The Ulster Unionist Party has changed and is changing, according to one of the party's candidates in South Belfast. In a speech delivered on Saturday, Dr Esmond Birnie said: "Whatever mistakes unionism is perceived to have made in the past, the Ulster Unionist Party has changed and is changing. I am proud to be amongst the new unionists.
"The surest and best way to secure the Union is to create a Northern Ireland where people of all the traditions can feel happy, comfortable and at home."
Dr Birnie (33), is a lecturer in economics and is running in the middle-class South Belfast constituency with Mr Jim Clark and Mr Michael McGimpsey, both councillors.
Meanwhile, the Sinn Fein candidate in South Antrim, Mr Martin Meehan, has welcomed an electoral voting pact with local SDLP candidate, Mr Thomas Burns. He would be seeking to cement it in a meeting with Mr Burns's running-mate, Mr Donovan McClelland, later this week.
"It is essential that nationalists maximise their representation in the Assembly in order to prevent it turning into another Stormont," he said.

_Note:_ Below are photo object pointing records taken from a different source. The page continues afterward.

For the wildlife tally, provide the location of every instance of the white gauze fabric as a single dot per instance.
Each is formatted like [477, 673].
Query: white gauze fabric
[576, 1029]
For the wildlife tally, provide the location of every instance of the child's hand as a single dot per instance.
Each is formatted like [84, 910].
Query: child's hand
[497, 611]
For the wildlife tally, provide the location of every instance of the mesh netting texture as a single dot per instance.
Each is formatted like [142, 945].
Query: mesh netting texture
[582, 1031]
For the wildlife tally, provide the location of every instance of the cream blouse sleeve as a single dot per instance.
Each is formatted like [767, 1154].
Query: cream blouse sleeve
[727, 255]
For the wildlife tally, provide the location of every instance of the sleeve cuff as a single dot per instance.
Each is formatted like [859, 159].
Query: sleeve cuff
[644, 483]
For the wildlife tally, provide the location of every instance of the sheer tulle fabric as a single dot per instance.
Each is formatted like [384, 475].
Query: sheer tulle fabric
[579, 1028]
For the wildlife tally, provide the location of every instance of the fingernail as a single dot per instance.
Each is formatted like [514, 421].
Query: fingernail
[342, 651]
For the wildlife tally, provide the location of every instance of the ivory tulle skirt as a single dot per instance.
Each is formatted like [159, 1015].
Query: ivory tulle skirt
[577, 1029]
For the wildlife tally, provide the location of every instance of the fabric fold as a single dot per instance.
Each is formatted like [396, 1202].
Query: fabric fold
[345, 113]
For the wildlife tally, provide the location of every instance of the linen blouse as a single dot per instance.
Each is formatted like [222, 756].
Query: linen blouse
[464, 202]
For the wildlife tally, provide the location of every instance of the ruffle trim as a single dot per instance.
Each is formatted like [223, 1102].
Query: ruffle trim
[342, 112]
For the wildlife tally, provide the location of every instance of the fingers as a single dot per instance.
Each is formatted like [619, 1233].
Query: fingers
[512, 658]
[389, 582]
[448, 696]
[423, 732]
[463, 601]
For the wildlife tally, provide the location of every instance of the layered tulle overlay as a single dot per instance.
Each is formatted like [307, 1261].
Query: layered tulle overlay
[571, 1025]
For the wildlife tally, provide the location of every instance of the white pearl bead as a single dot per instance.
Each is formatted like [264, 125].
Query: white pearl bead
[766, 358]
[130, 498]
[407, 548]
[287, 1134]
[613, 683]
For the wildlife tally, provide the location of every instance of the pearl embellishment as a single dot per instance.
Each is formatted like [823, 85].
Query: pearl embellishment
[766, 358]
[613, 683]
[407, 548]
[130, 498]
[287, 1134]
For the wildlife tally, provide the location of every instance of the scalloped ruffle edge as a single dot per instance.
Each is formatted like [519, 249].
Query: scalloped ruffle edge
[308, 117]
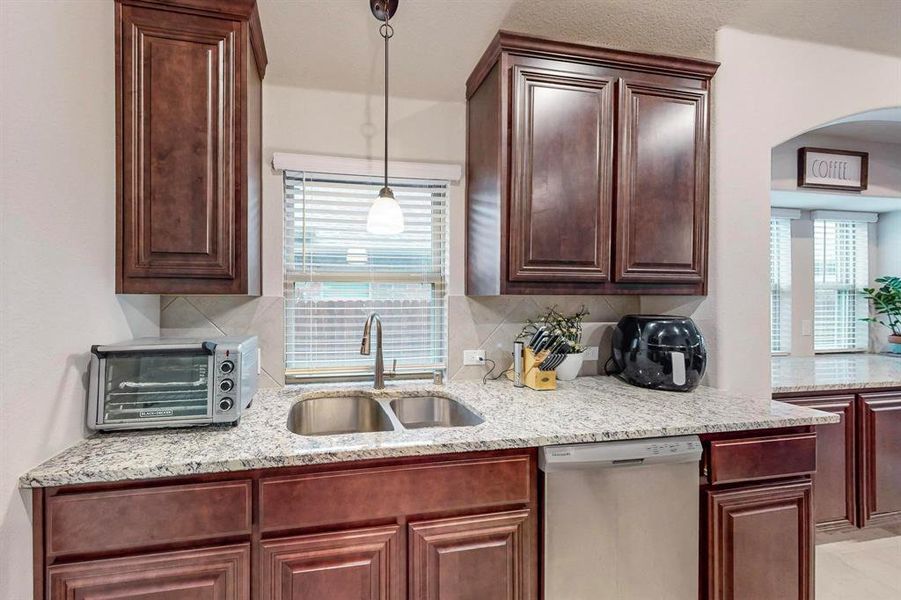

The overall policy of the SDLP is to urge voters to continue their preferences for pro-Agreement candidates, without specifying which ones, and the party has said it expects them to transfer to the UUP and Alliance as well as Sinn Fein.
Also campaigning over the weekend, the Workers' Party candidate in West Tyrone, Mr Tommy Owens, warned voters to avoid parties like the DUP and Sinn Fein which were trying to use marches and parades to heighten sectarian tensions in the run-up to the election.